En esa línea, consideramos que estos anuncios en conjunto constituyen una campaña publicitaria elaborada por COLGATE-PALMOLIVE y destinada a posicionar la crema dental “COLGATE” como un producto propio del Perú, lo que responde al hecho que esta crema dental ha perdido cierta cuota de participación en el mercado nacional. En ese sentido, la referida campaña publicitaria, al utilizar frases como “COLGATE ES PERU” es capaz de generar mediante una apreciación integral y superficial de un consumidor razonable la idea errónea de que “COLGATE” es de origen peruano, dirigiéndose a satisfacer en algunos consumidores la “necesidad de pertenencia”, la preferencia por los productos peruanos, que en la actualidad es importante para que un determinado consumidor tome una adecuada decisión de consumo.

Asimismo, el anuncio busca generar en la mente del consumidor que el producto COLGATE es de origen peruano lo que es una afirmación objetiva que es y puede ser plenamente comprobable, pero que debido a la situación actual del mercado la empresa COLGATE-PALMOLIVE no podrá demostrar debido a que su producto no ostenta las cualidades que anuncia respecto de su producto debido a que no es peruano.

Por otro lado, debemos tener en cuenta que dentro del principio de veracidad que rigen a todos los anuncios publicitarios que promocionen determinados productos, todos los anunciantes se encuentran en la obligación de acreditar, a través de medios probatorios idóneos, la veracidad de las afirmaciones objetivas que difunden por medio de sus anuncios, pues estas sirven de sustento a las decisiones de consumo que adoptan los consumidores.

En todo caso, si COLGATE-PALMOLIVE argumenta que su producto COLGATE realmente tiene origen peruano, entonces deberá cumplir con lo dispuesto por los numerales 8.3 y 8.4 del artículo 8º del Decreto Legislativo 1044.
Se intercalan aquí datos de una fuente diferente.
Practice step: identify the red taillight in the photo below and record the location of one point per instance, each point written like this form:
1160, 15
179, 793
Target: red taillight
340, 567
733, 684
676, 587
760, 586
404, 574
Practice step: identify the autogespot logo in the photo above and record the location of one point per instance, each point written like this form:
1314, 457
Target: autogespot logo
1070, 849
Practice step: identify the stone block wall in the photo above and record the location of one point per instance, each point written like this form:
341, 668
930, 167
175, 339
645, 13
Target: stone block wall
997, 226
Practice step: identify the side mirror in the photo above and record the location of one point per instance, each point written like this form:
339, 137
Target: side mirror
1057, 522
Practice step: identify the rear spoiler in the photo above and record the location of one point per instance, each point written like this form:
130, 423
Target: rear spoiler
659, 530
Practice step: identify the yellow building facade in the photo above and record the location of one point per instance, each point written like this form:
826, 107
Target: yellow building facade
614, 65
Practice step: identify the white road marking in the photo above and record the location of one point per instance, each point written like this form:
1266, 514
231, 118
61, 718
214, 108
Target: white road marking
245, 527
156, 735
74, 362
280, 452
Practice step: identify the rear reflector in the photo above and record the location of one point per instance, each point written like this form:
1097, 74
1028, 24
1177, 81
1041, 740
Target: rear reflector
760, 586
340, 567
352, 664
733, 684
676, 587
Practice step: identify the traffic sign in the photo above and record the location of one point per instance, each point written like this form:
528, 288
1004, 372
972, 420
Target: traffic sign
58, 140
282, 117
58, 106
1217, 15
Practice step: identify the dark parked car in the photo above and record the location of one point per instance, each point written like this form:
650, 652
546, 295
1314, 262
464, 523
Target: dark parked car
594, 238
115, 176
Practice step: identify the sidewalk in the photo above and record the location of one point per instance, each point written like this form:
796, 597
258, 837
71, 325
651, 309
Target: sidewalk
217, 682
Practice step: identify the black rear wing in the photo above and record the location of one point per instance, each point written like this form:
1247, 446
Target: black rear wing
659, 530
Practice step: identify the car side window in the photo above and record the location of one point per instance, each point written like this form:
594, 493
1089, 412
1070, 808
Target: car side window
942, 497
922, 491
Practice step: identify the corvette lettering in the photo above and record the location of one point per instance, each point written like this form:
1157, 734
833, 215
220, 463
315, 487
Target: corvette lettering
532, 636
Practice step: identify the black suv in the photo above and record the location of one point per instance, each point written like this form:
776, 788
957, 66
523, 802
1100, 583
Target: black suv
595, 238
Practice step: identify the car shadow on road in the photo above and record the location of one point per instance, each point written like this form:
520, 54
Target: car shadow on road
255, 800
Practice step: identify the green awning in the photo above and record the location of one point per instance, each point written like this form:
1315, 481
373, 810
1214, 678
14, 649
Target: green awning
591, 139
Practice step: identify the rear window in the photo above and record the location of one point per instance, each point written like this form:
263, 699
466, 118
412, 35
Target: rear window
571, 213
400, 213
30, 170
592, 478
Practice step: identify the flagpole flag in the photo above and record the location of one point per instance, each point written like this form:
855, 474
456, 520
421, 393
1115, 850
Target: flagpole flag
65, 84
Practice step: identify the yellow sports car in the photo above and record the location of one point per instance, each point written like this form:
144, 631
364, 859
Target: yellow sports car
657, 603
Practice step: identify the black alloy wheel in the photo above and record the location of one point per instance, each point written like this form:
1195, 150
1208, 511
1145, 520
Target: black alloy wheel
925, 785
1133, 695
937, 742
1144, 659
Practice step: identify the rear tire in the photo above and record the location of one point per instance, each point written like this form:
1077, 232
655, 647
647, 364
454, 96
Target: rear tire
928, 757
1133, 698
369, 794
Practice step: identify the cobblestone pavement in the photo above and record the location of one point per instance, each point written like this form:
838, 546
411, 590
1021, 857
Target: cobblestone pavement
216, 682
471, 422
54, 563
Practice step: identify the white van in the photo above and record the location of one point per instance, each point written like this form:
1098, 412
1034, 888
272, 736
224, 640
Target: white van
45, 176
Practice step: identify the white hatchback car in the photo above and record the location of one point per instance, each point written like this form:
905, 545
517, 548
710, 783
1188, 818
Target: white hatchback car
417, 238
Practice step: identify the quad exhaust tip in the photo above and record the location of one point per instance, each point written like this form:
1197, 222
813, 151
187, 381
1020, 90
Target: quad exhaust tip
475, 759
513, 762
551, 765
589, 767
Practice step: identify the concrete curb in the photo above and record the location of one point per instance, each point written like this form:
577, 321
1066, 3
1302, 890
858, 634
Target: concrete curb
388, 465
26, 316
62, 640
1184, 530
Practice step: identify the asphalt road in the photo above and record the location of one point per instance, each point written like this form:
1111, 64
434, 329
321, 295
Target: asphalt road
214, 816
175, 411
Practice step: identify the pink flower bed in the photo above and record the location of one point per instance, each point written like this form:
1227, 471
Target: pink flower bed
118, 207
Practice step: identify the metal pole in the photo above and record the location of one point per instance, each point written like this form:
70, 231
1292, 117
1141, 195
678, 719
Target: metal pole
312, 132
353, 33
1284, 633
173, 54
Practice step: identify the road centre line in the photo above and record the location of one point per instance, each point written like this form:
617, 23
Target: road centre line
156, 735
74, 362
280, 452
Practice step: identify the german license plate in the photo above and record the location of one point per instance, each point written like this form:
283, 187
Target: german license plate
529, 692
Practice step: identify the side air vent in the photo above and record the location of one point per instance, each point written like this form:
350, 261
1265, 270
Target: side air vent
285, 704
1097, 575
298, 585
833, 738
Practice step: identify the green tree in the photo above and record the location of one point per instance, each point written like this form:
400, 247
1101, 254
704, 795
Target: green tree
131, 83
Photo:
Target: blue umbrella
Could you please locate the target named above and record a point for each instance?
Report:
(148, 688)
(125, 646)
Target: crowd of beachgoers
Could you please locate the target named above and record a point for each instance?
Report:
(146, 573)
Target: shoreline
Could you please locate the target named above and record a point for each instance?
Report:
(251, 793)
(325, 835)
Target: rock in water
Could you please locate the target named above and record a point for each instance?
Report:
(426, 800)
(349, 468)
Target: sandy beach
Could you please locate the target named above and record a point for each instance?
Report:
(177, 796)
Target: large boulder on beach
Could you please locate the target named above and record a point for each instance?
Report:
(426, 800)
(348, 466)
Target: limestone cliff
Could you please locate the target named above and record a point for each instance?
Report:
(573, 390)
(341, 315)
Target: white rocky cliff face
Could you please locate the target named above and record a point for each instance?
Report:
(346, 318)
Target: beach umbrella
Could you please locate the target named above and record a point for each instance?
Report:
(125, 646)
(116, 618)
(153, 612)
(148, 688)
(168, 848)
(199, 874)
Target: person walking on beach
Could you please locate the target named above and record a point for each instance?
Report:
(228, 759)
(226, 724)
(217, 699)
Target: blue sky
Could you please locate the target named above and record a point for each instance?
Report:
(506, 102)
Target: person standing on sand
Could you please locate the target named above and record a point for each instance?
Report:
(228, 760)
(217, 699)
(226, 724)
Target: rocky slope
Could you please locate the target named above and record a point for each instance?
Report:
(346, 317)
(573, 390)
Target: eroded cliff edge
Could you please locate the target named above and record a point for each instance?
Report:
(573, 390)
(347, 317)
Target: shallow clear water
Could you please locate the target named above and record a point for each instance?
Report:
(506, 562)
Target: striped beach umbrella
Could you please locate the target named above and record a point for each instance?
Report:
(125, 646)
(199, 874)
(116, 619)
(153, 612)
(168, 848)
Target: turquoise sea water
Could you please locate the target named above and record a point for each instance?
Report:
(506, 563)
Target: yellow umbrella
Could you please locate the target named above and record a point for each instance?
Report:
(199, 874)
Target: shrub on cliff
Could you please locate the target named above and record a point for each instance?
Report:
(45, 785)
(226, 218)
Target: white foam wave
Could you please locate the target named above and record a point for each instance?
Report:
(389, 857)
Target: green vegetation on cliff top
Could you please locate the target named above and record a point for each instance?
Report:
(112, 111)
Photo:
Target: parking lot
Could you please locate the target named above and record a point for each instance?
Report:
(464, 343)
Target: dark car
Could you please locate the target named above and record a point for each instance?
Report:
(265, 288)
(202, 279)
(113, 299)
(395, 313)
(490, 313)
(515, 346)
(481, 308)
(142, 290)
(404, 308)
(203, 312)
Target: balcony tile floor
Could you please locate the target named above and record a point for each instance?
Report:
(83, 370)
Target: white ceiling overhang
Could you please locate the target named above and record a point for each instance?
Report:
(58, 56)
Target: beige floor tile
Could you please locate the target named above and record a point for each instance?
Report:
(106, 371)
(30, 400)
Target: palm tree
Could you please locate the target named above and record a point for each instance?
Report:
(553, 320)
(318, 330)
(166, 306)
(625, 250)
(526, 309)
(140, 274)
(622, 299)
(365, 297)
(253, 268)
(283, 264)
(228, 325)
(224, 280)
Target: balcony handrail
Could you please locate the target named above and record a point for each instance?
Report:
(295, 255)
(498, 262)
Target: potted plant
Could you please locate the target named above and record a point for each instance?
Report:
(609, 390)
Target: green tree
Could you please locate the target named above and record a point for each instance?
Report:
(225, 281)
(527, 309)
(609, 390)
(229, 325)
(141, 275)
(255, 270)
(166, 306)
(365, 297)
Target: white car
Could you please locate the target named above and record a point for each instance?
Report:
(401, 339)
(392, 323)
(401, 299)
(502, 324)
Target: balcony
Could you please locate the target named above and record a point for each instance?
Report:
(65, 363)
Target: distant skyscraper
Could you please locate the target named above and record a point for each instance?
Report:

En efecto, los anunciantes deberán contar con el sustento necesario antes de que los anuncios sean difundidos en el mercado, pues esta obligación que es impuesta por el articulo precedentemente citado, no discute las apreciaciones de la empresa anunciante respecto de la información vertida en el anuncio; el solo hecho de presentar información objetiva, y por lo tanto, verificable, perse configura la obligación de contar con los medios probatorios idóneos para acreditar que lo dicho no afecta el principio de veracidad. Las normas obligan al anunciante a contar con estos medios probatorios incluso desde antes de que sea difundido en el mercado, pero el control de la publicidad, como sabemos será siempre ex –post.

En consecuencia, consideramos que la empresa COLGATE-PALMOLIVE ha incurrido en actos de competencia desleal bajo la modalidad de infracción al principio de veracidad, ya que se ha transmitido el mensaje a los destinatarios de que su producto COLGATE es peruano.